Fascínio pelas cobras
Para que esses animais sejam protegidos, é necessário que a população efetivamente os conheça. Contudo, a bióloga entende que, antes, é preciso derrubar preconceitos construídos historicamente.
“As cobras estão presentes no imaginário das pessoas desde o início do mundo. No Brasil, elas são muito vistas com sentimentos negativos, como medo, raiva ou perigo, mas em outras nações são vistas como animais que trazem prosperidade, fertilidade e riqueza”, diferencia.
A pesquisadora lembra que o veneno das serpentes pode ser usado para a produção de medicamentos, como o Captopril, derivado de toxinas das jararacas e hoje utilizado para tratamento da pressão alta. Atualmente, o veneno da malha de fogo também é estudado para usos em queimaduras e contra a leishmaniose.

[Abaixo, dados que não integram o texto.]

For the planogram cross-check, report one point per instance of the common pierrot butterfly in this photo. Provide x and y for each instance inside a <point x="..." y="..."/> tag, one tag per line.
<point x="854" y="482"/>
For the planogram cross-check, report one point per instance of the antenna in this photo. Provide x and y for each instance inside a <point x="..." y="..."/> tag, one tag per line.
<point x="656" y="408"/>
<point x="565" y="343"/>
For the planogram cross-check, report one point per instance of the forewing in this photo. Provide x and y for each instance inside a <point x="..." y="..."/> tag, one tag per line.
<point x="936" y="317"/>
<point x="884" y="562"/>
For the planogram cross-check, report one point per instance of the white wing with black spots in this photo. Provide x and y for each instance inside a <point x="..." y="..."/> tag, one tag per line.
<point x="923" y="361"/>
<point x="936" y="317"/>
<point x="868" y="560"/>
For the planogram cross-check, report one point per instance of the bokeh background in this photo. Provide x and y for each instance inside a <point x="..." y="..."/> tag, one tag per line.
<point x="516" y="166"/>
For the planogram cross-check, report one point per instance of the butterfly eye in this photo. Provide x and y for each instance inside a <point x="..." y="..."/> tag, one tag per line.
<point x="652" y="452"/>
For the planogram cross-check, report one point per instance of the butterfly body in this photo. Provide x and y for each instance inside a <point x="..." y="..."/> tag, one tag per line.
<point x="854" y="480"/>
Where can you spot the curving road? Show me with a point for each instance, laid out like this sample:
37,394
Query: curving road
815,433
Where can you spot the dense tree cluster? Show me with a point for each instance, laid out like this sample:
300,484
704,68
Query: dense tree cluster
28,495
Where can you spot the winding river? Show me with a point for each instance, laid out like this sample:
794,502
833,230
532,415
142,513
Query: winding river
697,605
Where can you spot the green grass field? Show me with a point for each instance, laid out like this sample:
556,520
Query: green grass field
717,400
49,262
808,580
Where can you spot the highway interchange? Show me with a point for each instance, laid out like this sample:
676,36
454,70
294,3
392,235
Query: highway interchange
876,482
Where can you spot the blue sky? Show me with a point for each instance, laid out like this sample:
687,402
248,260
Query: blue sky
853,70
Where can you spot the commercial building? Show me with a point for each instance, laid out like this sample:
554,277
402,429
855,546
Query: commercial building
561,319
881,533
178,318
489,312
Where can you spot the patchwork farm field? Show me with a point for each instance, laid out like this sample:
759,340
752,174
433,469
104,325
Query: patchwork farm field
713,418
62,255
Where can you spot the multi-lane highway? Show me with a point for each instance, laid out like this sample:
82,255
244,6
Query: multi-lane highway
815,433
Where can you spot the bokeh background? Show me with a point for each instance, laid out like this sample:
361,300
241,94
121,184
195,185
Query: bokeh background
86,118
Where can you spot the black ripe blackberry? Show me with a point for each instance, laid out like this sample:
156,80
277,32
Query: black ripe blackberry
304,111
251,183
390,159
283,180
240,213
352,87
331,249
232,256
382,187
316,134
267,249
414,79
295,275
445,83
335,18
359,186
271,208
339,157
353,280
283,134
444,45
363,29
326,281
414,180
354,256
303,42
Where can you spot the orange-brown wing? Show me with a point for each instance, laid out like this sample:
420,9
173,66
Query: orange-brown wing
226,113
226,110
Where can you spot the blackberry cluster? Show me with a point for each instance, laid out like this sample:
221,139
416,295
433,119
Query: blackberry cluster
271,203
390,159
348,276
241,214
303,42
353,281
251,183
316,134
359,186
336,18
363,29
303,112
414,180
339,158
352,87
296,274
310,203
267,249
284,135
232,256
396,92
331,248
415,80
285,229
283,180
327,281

Ambientalmente, as serpentes também contribuem para um ecossistema mais equilibrado ao controlarem populações de roedores que, em excesso, podem comprometer lavouras e plantações.
“Além de tudo, o animal tem o direito de estar vivo nos seus ambientes naturais e de ter a sua vida preservada. Por mais que seja um animal altamente odiado, ele tem funções ecológicas e médicas muito importantes”, finaliza Thabata.